Its author was the Scottish physician James Douglas (c. 1675-1742), who started his literary career in 1707 with a comparison of the anatomies of dogs and humans. Douglas had sent a gardener called Thomas Knowlton to Guernsey to undertake research for the second edition, who had returned with many colourful and sometimes implausible explanations for the introduction of the flower to the island. For instance, many of the islanders apparently believed that the flower had first arrived on the island aboard a wrecked Japanese ship:
The same gentleman told him further, that it was the general opinion in the island that they owe this beautiful plant to a shipwreck, and some roots being cast on shore by the waves were pickt up by the inhabitants taking them to be Onions, and accordingly planted in their gardens for such.
Very few copies of this eccentric book survive. What makes the Chatsworth copy really unique, however, is an architectural pencil sketch on the final page. This rudimentary sketch, over 250 years old, features two interlocking round arches. How did it get there?
The answer lies in the fact that a substantial percentage of the books now housed at Chatsworth once belonged to Richard Boyle, 3rd Earl of Burlington (1694-1753), a notable architect famous, among other things, for designing the Palladian villa Chiswick House. Since Burlington had no male heir, his possessions were inherited on his death by his daughter (and subsequently by her husband, later 4th Duke of Devonshire). His library contained many books on architecture, most importantly those by Andrea Palladio and Inigo Jones. His tastes were very broad, however, and he owned a variety of works, from French polemics to the works of Alexander Pope.
The archival team are working to discover which of the books now at Chatsworth once belonged to the Earl of Burlington. Although a contemporary catalogue of his collection has survived, the libraries of aristocrats can seem like carbon copies of each other, inevitably containing the same titles: the complete works of Virgil, the orations of Demosthenes, and various other classical, historical and theological works. Still, some books can be identified as Burlington’s with certainty, for instance, in the many cases where they feature his autograph on the title page. The presence of an architectural sketch definitely allows us to attribute Narcissus Japonicus to Burlington’s collection.

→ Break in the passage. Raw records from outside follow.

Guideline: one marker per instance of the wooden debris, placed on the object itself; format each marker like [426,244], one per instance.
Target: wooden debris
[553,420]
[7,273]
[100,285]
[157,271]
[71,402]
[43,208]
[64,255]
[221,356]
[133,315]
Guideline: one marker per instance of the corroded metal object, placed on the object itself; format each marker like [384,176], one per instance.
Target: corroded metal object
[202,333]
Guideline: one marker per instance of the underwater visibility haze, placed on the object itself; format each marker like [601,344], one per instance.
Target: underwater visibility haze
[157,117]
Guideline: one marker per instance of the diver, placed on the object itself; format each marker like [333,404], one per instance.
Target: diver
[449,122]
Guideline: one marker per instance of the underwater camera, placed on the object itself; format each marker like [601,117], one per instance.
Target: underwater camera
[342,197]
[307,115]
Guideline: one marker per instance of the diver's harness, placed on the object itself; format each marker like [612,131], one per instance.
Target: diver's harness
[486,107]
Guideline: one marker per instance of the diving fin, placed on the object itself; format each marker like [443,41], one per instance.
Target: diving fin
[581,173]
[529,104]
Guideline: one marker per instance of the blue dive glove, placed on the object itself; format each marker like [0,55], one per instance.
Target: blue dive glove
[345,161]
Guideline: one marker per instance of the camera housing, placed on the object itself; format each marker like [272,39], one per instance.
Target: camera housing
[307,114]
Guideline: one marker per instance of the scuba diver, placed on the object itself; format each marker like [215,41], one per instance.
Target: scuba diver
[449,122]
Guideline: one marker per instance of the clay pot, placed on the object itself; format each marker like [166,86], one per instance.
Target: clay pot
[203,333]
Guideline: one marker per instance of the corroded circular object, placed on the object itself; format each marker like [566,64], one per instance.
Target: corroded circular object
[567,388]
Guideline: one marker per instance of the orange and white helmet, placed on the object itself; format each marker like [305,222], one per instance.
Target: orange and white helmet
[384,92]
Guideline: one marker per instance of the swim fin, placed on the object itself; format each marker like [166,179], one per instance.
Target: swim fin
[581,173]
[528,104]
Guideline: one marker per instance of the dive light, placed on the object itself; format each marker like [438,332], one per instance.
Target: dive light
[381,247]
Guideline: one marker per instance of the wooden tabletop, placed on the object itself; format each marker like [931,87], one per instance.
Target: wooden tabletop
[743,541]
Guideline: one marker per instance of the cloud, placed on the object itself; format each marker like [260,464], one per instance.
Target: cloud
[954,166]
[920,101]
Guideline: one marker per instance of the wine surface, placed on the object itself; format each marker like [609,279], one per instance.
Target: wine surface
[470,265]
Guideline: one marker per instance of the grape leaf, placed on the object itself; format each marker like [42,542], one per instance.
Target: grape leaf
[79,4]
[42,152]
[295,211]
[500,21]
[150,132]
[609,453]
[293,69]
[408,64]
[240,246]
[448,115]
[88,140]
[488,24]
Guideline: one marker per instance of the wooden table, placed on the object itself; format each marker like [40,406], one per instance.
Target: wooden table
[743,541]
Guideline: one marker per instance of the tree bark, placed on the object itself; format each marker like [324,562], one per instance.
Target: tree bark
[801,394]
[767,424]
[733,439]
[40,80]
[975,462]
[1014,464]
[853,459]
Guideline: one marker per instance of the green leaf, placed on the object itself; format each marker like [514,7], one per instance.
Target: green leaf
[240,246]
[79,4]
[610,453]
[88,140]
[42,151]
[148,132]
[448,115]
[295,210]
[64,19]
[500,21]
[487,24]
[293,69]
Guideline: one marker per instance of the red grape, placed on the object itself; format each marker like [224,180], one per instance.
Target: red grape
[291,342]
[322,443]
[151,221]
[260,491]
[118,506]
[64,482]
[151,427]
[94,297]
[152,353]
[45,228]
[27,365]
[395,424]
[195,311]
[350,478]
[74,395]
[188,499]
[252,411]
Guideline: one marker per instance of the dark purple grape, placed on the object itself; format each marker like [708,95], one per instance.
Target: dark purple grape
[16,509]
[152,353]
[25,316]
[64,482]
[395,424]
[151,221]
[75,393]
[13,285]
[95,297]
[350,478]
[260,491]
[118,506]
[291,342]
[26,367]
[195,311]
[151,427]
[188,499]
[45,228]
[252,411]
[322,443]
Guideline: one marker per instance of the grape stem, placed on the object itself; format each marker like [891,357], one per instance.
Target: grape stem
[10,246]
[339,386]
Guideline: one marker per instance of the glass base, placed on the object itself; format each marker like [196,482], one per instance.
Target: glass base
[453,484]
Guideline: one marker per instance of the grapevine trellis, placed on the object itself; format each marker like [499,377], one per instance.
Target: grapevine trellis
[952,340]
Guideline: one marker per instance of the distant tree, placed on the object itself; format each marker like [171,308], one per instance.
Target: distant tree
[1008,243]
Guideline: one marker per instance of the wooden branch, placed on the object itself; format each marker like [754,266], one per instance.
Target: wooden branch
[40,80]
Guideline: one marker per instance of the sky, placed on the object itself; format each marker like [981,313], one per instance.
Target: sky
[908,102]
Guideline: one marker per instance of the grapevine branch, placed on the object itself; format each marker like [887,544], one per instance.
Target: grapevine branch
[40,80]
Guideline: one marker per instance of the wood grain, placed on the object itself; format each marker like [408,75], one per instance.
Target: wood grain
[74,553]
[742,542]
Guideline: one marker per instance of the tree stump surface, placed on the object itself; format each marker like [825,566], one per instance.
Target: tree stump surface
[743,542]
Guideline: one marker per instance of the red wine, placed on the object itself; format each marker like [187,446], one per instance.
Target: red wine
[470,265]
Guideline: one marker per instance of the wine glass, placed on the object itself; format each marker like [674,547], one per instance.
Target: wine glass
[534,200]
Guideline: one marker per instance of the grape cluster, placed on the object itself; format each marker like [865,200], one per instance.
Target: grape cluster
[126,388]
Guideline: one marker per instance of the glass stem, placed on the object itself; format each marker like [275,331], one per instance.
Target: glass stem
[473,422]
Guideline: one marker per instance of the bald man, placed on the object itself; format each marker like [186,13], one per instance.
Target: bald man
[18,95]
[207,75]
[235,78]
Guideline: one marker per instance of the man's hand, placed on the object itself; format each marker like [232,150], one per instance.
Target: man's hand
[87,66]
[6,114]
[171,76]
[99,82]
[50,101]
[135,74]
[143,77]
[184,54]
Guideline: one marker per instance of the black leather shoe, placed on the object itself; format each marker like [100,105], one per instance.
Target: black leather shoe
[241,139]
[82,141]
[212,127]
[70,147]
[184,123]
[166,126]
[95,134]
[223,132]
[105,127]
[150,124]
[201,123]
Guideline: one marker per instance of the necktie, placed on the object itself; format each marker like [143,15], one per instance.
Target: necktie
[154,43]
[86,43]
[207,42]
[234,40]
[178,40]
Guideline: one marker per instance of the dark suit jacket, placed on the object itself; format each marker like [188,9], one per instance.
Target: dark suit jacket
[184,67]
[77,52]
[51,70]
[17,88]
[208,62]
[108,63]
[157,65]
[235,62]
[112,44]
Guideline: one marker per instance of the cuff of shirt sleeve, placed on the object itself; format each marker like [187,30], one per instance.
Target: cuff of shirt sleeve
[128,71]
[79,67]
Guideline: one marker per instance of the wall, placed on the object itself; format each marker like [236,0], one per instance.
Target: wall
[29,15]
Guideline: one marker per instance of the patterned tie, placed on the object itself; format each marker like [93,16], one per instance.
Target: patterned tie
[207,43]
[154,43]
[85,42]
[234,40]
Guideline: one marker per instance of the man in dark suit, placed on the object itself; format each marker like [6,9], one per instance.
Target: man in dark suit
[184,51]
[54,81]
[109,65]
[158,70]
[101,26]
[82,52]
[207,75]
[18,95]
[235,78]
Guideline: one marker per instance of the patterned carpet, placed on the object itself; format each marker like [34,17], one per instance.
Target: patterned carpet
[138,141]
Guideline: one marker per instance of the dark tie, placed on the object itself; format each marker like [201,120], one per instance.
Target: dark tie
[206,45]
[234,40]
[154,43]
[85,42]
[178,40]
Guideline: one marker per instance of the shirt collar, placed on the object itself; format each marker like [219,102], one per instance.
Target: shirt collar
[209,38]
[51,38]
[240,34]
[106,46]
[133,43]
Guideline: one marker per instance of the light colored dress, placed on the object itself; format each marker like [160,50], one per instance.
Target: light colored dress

We can imagine Burlington sitting in his library with a copy of this book, who would have been 43 years old when it came off the press. He might have smiled at the amusing anecdotes and perused with wonder the drawings of the plant’s anatomy, before suddenly being struck with a design idea. Reaching for a pencil, he had no time to find a sketchbook for fear of forgetting the idea, so he was forced to draw it inside the book to hand. And to think: this is only one title, not obviously noteworthy, out of the multitude of books housed in the library at Chatsworth House. Many more of them must contain such secrets, long forgotten, waiting to be discovered.